Irish Raynaud's & Scleroderma Society

Scleroderma

Very Early Diagnosis of Systemic Sclerosis (VEDOSS)

The VEDOSS (Very Early Diagnosis of Systemic Sclerosis) programme was launched by Minister for Health Mary Harney in the Atrium at Trinity College Dublin at 6pm on the 29th June. 2009.

Scleroderma (Systemic Sclerosis) can be treated early only if diagnosed early. The VEDOSS programme, led by EUSTAR, calls for all GPs to refer people with two early symptoms to a rheumatologist for further investigation. While Raynaud’s (lack of circulation in the fingers and toes when chilled, leading to white, numb digits) is a common, mild condition, it may prove to be the precursor of systemic scleroderma, and it is one of the symptoms that call for surveillance. A second symptom is hard puffy fingers. Where both symptoms are present, an ANA blood test should be conducted. Examination by a rheumatologist familiar with systemic sclerosis is the next step. Early diagnosis of scleroderma saves lives and leads to control of the disease.

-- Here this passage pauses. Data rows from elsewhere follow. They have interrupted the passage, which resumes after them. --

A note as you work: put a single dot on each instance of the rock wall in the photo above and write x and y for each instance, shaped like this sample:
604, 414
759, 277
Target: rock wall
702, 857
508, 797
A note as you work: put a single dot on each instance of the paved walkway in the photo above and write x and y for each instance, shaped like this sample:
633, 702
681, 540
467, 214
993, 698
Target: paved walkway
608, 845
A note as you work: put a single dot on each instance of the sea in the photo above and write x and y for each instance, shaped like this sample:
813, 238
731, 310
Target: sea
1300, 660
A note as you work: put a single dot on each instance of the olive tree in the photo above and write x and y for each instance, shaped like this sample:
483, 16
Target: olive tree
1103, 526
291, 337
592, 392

”The challenge of early systemic sclerosis for the EULAR Scleroderma Trial and Research group (EULAR) community. It is time to cut the Gordian knot and develop a prevention or rescue strategy” This is the title of an article in the Annals of Rheumatic Diseases 2009. Download it from the Editorial/Vedoss link at the bottom of the page.  To access this you must first register with the website.  This is free to do and takes just a few minutes.  Or you can email us for a hard copy.

Resource Link

The Scleroderma Foundation website provides information for medical professionals with textbooks, image atlases and information on research.

 

Research

ISN Profile Update—Dr. James R. Seibold

In February 2010, Dr. James R. Seibold, who is the Chair of our ISN Medical Advisory Board, became Professor and Chief of the Division of Rheumatology at the University of Connecticut Health Center. He had been on the faculty of UMDNJ from 1980-2004 where he had served as Chief of the Division of Rheumatology, Director of the Clinical Research Center and as the W.H. Conzen Chair of Clinical Pharmacology.  In July 2004, he became Professor and Director of the University of Michigan Scleroderma Program, and in February 2010 he joined UCHC. For appointment inquiries with Dr. Seibold, please call 1-860-679-3605.  Progress through Collaboration in Scleroderma by James R. Seibold, M.D., ISN Medical Advisory Board Chair Dr. James R. Seibold James R. Seibold, M.D. Chair, ISN Medical Advisory Board

The Pace of Research in Ssc

The pace of research in scleroderma is accelerating and the quality of data is ever increasing. As a 30-year veteran of scleroderma research, I have watched in awe as the field advances and have tried to “diagnose” the reasons. I think it’s the spirit of collaboration and it all traces back to the U.S. study of D-penicillamine. Uncontrolled case series from the 1970s and early ‘80s had suggested this agent had benefits, but reliable data from a controlled trial were lacking.  Several attempts to get funding from the National Institute of Health had been unsuccessful largely because the evidence was so weak. A group of committed U.S. clinical researchers decided to do a study anyway, and organized a trial with minimal funding but maximal passion.

EUSTAR and EULAR

While the trial was quite negative, it did demonstrate that we could all pull together in an effective fashion. The success led to formation of the Scleroderma Clinical Trials Consortium and later to EUSTAR, the EULAR Scleroderma Trials and Research Group. International collaboration grew rapidly, nourished by the understanding by study sponsors that trials were needed and that they could be done with quality and efficacy.

Meanwhile, promising young academic talent is being drawn to the field which has further benefited from the large number of successful drug development projects in pulmonary hypertension. One need only browse http://clinicaltrials.gov under scleroderma to assess the breadth and quality of modern scleroderma research. There are currently 116 separate studies. We move forward as a group with agents that modify the overall disease, treatments for the lung including pulmonary hypertension and interstitial disease, Raynaud phenomenon and digital ulcers and agents aimed at enhancing quality of life. A journey of 1,000 miles begins with a first step. Perhaps it was the D-penicillamine study, perhaps not but all should be aware that healthy collegial collaborative projects continue to proliferate. The research community has justified optimism.